BETWEEN September 1939 and August 1945 rather more than 55,000 New Zealanders joined the Royal New Zealand Air Force. Of these, over 10,000 were transferred and served with the Royal Air Force, in whose ranks, along with airmen from the other members of the Commonwealth, they were to be found in every theatre of war and in almost every unit. Their story is being told by Wing Commander H. L. Thompson in his history of New Zealanders with the Royal Air Force. Of the other 45,000, nearly 15,000 served overseas at some time or other in the Pacific theatre and the others were engaged in manning the base establishments at home and in training those who were destined for overseas service.

The object of this volume is twofold: to record the development of the Royal New Zealand Air Force in New Zealand from the time of its earliest beginnings; and to give an account of the part New Zealand airmen played, first in the unsuccessful defence of Singapore in 1941–42 and then, in conjunction with the American and Australian forces, in the defeat of the Japanese in the South and South-West Pacific.

In the eyes of the world the Pacific campaigns of 1942–45 were often over-shadowed by the cataclysmic events taking place elsewhere; but it may well be that posterity will see a greater significance than we do now in this, the defeat of the first attempt by a major Asian maritime power to extend its sphere of domination southward. New Zealanders played a small but important and, at times, vital part in the campaigns. I have tried to describe their role against a background of the general conduct of the war in the area.

Much of the material used has been taken from official documents and files; but such sources rarely tell a complete story.
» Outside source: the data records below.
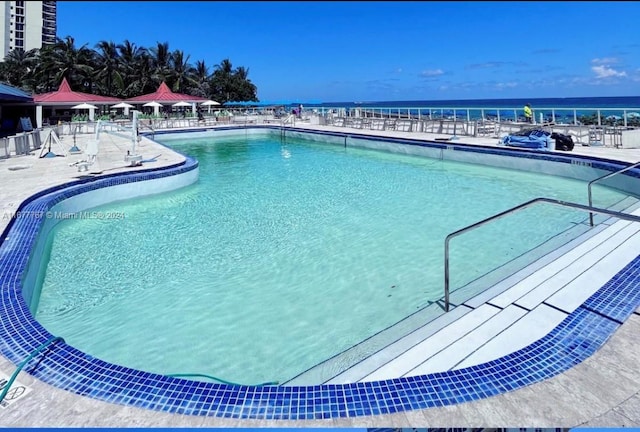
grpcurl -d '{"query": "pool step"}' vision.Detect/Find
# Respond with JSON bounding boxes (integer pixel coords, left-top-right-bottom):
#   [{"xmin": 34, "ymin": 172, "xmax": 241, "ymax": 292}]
[
  {"xmin": 358, "ymin": 211, "xmax": 640, "ymax": 382},
  {"xmin": 286, "ymin": 200, "xmax": 640, "ymax": 385}
]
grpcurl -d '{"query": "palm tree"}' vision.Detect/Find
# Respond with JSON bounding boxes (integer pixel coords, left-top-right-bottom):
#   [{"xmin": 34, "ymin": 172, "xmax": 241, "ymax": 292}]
[
  {"xmin": 170, "ymin": 50, "xmax": 194, "ymax": 93},
  {"xmin": 210, "ymin": 59, "xmax": 258, "ymax": 103},
  {"xmin": 149, "ymin": 42, "xmax": 173, "ymax": 85},
  {"xmin": 51, "ymin": 36, "xmax": 95, "ymax": 90},
  {"xmin": 95, "ymin": 41, "xmax": 124, "ymax": 95},
  {"xmin": 118, "ymin": 40, "xmax": 151, "ymax": 98},
  {"xmin": 192, "ymin": 60, "xmax": 210, "ymax": 97},
  {"xmin": 0, "ymin": 48, "xmax": 39, "ymax": 89}
]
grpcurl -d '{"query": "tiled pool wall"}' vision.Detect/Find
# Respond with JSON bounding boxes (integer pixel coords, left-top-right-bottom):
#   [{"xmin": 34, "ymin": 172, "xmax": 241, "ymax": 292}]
[{"xmin": 0, "ymin": 127, "xmax": 640, "ymax": 420}]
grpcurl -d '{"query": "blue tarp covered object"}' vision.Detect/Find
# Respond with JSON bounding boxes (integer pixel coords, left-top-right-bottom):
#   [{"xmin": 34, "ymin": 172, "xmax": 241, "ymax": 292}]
[
  {"xmin": 502, "ymin": 130, "xmax": 551, "ymax": 151},
  {"xmin": 0, "ymin": 83, "xmax": 33, "ymax": 102}
]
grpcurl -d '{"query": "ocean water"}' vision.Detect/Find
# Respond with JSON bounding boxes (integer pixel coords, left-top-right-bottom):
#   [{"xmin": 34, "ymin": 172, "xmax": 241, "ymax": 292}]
[
  {"xmin": 320, "ymin": 96, "xmax": 640, "ymax": 111},
  {"xmin": 307, "ymin": 96, "xmax": 640, "ymax": 127}
]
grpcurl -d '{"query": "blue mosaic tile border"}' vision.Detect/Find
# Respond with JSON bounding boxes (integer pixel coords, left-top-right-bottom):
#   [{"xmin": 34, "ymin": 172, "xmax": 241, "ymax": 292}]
[{"xmin": 0, "ymin": 127, "xmax": 640, "ymax": 420}]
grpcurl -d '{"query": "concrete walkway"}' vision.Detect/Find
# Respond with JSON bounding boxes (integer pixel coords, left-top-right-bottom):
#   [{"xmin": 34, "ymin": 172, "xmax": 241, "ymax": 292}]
[{"xmin": 0, "ymin": 124, "xmax": 640, "ymax": 427}]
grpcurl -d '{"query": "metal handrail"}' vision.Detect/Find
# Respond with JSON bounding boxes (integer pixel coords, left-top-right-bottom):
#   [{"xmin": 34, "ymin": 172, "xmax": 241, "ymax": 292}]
[
  {"xmin": 444, "ymin": 198, "xmax": 640, "ymax": 312},
  {"xmin": 587, "ymin": 162, "xmax": 640, "ymax": 226}
]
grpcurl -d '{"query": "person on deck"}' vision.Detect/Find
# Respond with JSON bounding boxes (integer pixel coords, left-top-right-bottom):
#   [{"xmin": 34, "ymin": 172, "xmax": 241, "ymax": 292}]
[{"xmin": 524, "ymin": 104, "xmax": 533, "ymax": 123}]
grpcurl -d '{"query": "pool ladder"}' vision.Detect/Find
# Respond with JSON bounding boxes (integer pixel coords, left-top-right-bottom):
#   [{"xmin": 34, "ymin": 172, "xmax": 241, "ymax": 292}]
[
  {"xmin": 444, "ymin": 197, "xmax": 640, "ymax": 312},
  {"xmin": 587, "ymin": 162, "xmax": 640, "ymax": 226}
]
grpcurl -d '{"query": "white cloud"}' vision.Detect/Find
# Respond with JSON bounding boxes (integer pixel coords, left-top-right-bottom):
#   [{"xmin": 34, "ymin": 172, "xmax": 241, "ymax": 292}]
[
  {"xmin": 591, "ymin": 57, "xmax": 618, "ymax": 65},
  {"xmin": 420, "ymin": 69, "xmax": 444, "ymax": 77},
  {"xmin": 591, "ymin": 65, "xmax": 627, "ymax": 78}
]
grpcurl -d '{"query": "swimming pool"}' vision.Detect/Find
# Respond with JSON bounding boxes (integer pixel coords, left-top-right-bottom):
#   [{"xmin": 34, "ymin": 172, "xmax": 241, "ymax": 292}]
[
  {"xmin": 32, "ymin": 134, "xmax": 625, "ymax": 384},
  {"xmin": 1, "ymin": 125, "xmax": 638, "ymax": 419}
]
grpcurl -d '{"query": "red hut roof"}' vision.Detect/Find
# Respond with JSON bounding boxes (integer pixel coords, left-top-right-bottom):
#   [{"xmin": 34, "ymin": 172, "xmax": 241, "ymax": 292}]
[
  {"xmin": 33, "ymin": 78, "xmax": 122, "ymax": 104},
  {"xmin": 125, "ymin": 81, "xmax": 207, "ymax": 103}
]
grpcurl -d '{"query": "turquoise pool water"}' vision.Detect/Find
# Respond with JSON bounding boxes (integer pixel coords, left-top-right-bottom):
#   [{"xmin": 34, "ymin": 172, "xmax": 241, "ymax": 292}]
[{"xmin": 36, "ymin": 136, "xmax": 624, "ymax": 384}]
I have been fortunate in being able to fill in many gaps with first-hand information, not only on the Pacific campaigns but also on the early formative years of the Air Force, from those who took part in the events described. I have to thank all those who helped in that respect.

My thanks are due also to the staffs of the War History Branch and the RNZAF Historical Records Section for their unfailing co-operation and support. W. A. Glue, as sub-editor, J. D. Pascoe, as illustrations editor, and Miss J. Hornabrook, who compiled the index, have contributed greatly in the production of the book. The maps used are page viii the work of the Cartographic Section of the Lands and Survey Department. I owe a particular debt to J. D. Carmichael, B. G. Clare, F. A. Ponton, and D. J. Rutherford, who did much of the preliminary research work and condensed a vast mass of material into narratives which, while forming the basis for a large part of this history, are in themselves valuable records of the wartime operations and administration of the Royal New Zealand Air Force. I should also like to thank those senior officers, especially Air Vice-Marshal Sir Leonard Isitt, Air Vice-Marshal Sir Arthur Nevill, and Air Commodore S. Wallingford, who read the completed text and offered extremely helpful criticism.